4. **Binary-search the middle.** `low = 1`, `high = len(list) - 2`. Standard bisection:
   - `mid = (low + high) // 2`; comparator on (new, current[mid]).
   - WINNER=A or Equal → new is at most `mid`; record `insertion_point = mid`; `high = mid - 1`.
   - WINNER=B → new is below `mid`; `low = mid + 1`.
   - Loop until `low > high`. Insert at `insertion_point`.
5. **Prune** to `max_ranklist_size` (drop worst).
6. **Atomically write** the updated ranklist (write to `<path>.tmp`; `os.replace`).

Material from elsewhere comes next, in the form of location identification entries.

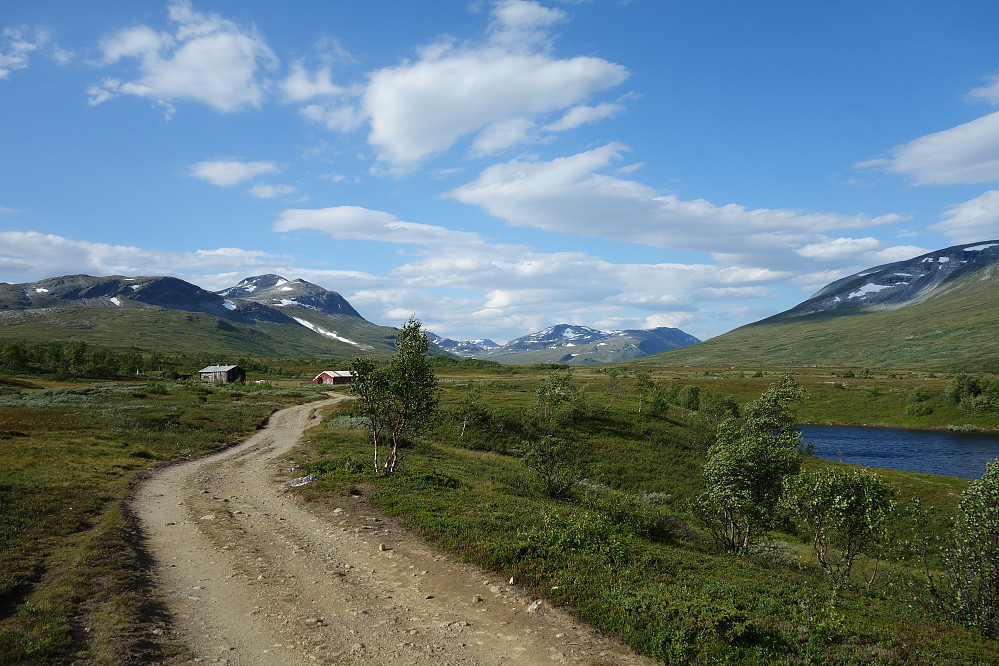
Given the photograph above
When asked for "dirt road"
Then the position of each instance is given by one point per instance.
(251, 575)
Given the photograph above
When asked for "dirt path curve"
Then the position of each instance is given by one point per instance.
(250, 575)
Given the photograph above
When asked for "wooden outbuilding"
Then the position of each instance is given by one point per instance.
(225, 374)
(334, 377)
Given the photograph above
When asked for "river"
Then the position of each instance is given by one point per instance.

Worst-case comparator calls per insert: `2 + log2(N)`. For a list of 10, that's ~5 LLM calls.

## 4. Save the result

For Mode 1 (direct compare), report:
```
WINNER: <A|B|Equal>
RATIONALE: <one paragraph>
```

For Modes 2 and 3, report the path to the updated ranklist plus the new top 3:
```
Ranklist: <path>
Top 3:
  1. <id> — <one-line preview>
  2. <id> — ...
  3. <id> — ...
```

## Hard rules

- **Never modify a candidate's content.** Ranking is observation only.
- **Never compare across goals.** A ranklist built for goal G is invalid for goal G'. Rebuild.
- **Never silently overwrite the ranklist file with a corrupted version.** Always temp + rename.
- **Don't pad rationales.** A short, sharp justification with cited evidence beats a long one.
- **Don't refuse to compare based on topic.** If the artifacts are evaluable on the stated goal, evaluate them.